Magazine Le Mensuel

Nº 3028 du vendredi 20 novembre 2015

Événement

De l’île de Ré au Liban. Le sel dans tous ses états

Noha Baz était au rendez-vous du Salon francophone de Beyrouth pour annoncer le gagnant du prix Zyriab et lui remettre le trophée. L’idée d’un prix littéraire récompensant un livre de gastronomie était essentielle pour une pédiatre qui a fait de la cuisine sa passion. Préparer les mets et rassembler des amis autour d’une table conviviale pour des moments d’échange est une tradition familiale pour Noha Baz qui a appris de sa mère la cuisine européenne, les recettes alépines de sa famille paternelle et qui maîtrise à merveille la table libanaise. Tout cela se ressent dans ce prix Zyriab.

 

Et le vainqueur est… Le sel de Ré, du marais à la table. Ouvrage magnifique de Stéphane Bahic pour les éditions du Contrepoint.

Livre de cuisine atypique et attrayant par la qualité de ses photographies aussi bien qu’alléchant par les recettes de grands chefs, mais aussi par l’attachement à l’être humain réalisé à travers des portraits des sauniers de l’île de Ré, réalisés en noir et blanc avec une perfection qui ne peut laisser indifférent. Ces hommes et femmes récoltent, depuis des générations, selon un savoir-faire si particulier, le sel, trésor caché de l’île de Ré. L’auteur Stephane Bahic entraîne son lecteur à la découverte des marais, du sel et des chefs qui subliment un condiment qui fait partie d’un patrimoine gastronomique maritime. Le sel de Ré fait rêver.

Et pourtant, bien que consommé tout le temps, on imagine mal, voire pas du tout, le travail qu’il demande d’assaisonner nos plats avec ces minuscules grains miroitants… de ces diamants comestibles.

«Le sel des marais salants accompagne toutes nos recettes de la mer. Il s’adapte à elles, il sait jouer de la discrétion, exhaler ses arômes à la dégustation, exploser en bouche en note de tête finale…», déclare l’auteur.
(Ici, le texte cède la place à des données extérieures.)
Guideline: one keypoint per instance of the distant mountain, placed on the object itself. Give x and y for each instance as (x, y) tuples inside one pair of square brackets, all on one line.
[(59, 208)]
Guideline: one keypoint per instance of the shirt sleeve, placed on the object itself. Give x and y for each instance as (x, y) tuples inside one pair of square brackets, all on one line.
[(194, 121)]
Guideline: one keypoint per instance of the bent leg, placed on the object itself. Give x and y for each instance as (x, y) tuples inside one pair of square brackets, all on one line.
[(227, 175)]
Photographe professionnel spécialisé dans le culinaire, mais aussi dans beaucoup d’autres domaines, Stéphane Bahic valorise ces petits grains cristallins et leur beauté, ainsi que les êtres humains qui leur sont attachés. «Il fallait se plonger dans le marais jusqu’au cou pour en extraire les rites qui y sont rattachés (le chariot en clôture de saison estivale) et laisser parler ces hommes et femmes de marais».

Stéphane Bahic, parti à leur rencontre, nous dévoile leurs secrets dans cet ouvrage qui en impose tant par son volume que par la beauté des photos qui y sont compilées illustrant les phrases.
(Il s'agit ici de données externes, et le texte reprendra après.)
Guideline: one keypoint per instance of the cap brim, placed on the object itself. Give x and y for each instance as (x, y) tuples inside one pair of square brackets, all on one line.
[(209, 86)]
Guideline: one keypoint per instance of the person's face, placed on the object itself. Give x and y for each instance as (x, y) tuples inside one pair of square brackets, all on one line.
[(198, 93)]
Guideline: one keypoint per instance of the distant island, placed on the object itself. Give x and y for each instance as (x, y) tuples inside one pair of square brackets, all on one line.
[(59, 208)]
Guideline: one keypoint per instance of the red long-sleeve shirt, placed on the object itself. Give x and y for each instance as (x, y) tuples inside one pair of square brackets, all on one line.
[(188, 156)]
Après l’histoire, place à la pratique avec les recettes de grands chefs! Elles puisent les saveurs emblématiques de l’île de Ré: la pomme de terre, les huîtres, les plantes sauvages des marais (obione, mauve sylvestre, asperge sauvage…).

L’éditeur, Mathieu Chévara, a représenté l’auteur à la remise des prix – tenue à Beyrouth au Salon du livre le 1er novembre 2015 – celui-ci ne pouvant se libérer de ses obligations parisiennes. Chévara déclare avoir eu beaucoup de plaisir à participer à la concrétisation de ce projet. «Stéphane, dit-il, avait déjà commencé la recherche quand il est venu nous voir pour nous parler de son idée. Des milliers de photos avaient déjà été prises. Il a fallu beaucoup de temps pour arriver à tout compiler et consulter pour en retenir le meilleur et mettre en place la trame du livre. Il a fallu plus de quatre ans pour que se concrétise le projet et pouvoir enfin trouver le livre à la devanture des libraires», confie-t-il.
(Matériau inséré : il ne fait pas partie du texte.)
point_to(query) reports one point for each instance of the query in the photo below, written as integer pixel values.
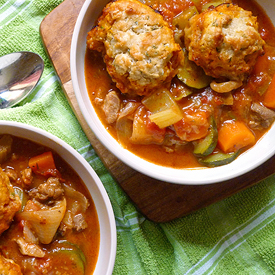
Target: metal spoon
(19, 74)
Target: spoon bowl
(19, 74)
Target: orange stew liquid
(57, 253)
(99, 83)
Mais Le sel de Ré n’a pas été le seul ouvrage récompensé par le jury! Impossible pour lui de passer à côté des mots culinaires sublimés dans l’ouvrage Savourer la vie de Guy Savoy chez Flammarion qui a reçu le prix spécial du jury.

Le chef étoilé a décidé de rassembler et d’écrire ses souvenirs dans un livre, d’abord comme il l’explique dans la presse, pour une raison de circonstances! «Le transfert de mon restaurant à la Monnaie de Paris a été retardé de trois ans. J’ai donc voulu positiver pour gérer au mieux cette attente!». Mais aussi par désir de faire un point.

Noha Baz a insisté, à l’occasion de la remise des prix, que «le jury ne pouvait pas rester indifférent aux écrits de Guy Savoy, qui entremêlent avec magie les ingrédients de ses recettes».

La cuisine fait partie intégrante de la vie libanaise. Manger est un plaisir qui se partage en famille, entre amis. Récompenser un livre culinaire francophone dans le cadre du salon du livre qui se tient chaque année à Beyrouth était, il est vrai, une obligation culturelle!